El legislador perredista, que en 1994 fue nombrado Comisionado para la Paz y Reconciliación en Chiapas, explicó que en aquel entonces no hubo un decreto que respaldara su figura.

Cuando fue lo de Chiapas, nunca se estableció formalmente. Fue un anuncio que se hizo y no tuvo ni siquiera el respaldo de un decreto y eso fue a solicitud de su servidor, porque yo precisamente no quería quedar encuadrado dentro de las reglas de la administración pública, porque mi papel era estar entre el gobierno y la guerrilla, y si no, no iba a tener margen de acción. Y lo segundo es que en el 94 hubo dos cosas: no sólo hubo el nombramiento del Comisionado, sino que también hubo un golpe de timón en el gobierno , defendió.

No obstante, declaró que ante una emergencia se tienen que encontrar nuevos mecanismos para coordinar las acciones, y por ello el gobierno de Peña Nieto decidió nombrar a Alfredo Castillo como Comisionado en Michoacán.

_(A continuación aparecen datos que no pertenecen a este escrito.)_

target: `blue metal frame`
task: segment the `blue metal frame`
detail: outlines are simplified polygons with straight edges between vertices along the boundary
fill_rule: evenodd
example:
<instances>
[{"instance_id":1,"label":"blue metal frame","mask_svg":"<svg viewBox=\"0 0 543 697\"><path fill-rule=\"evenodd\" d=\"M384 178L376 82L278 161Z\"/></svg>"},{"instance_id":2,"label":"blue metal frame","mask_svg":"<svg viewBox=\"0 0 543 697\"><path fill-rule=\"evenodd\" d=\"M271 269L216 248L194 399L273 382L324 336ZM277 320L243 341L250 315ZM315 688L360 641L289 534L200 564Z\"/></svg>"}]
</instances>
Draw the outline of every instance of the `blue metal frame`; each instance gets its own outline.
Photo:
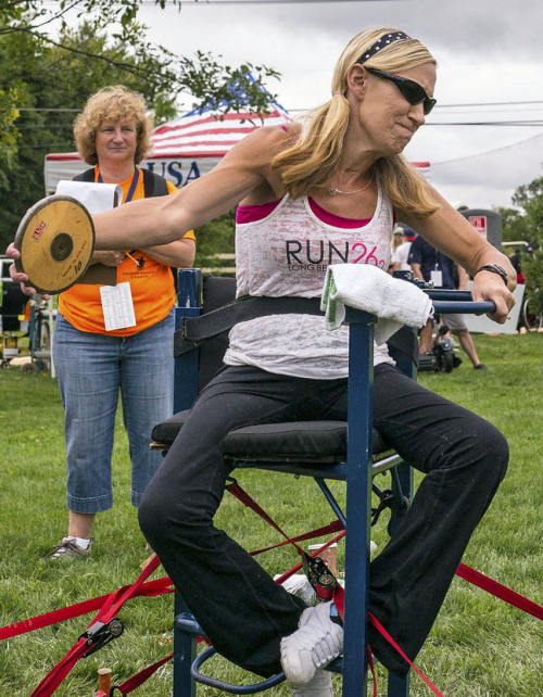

Advirtió que ahora su papel no es aplaudir y advirtió que si nota problemas serios en el manejo de Castillo, así lo señalará.

No esperen de mí que voy a estar haciendo denuncias ni voy a estar calificando a los funcionarios. Si en un momento dado hay una situación seria, yo estoy seguro que las diputadas, los diputados, senadores, estaremos en la disposición de tomar posiciones políticas de fondo , declaró.

Por su parte, el coordinador del PRI, Emilio Gamboa, pidió un voto de confianza a Castillo, quien, dijo, tendrá un papel difícil y deberá tomar decisiones complicadas.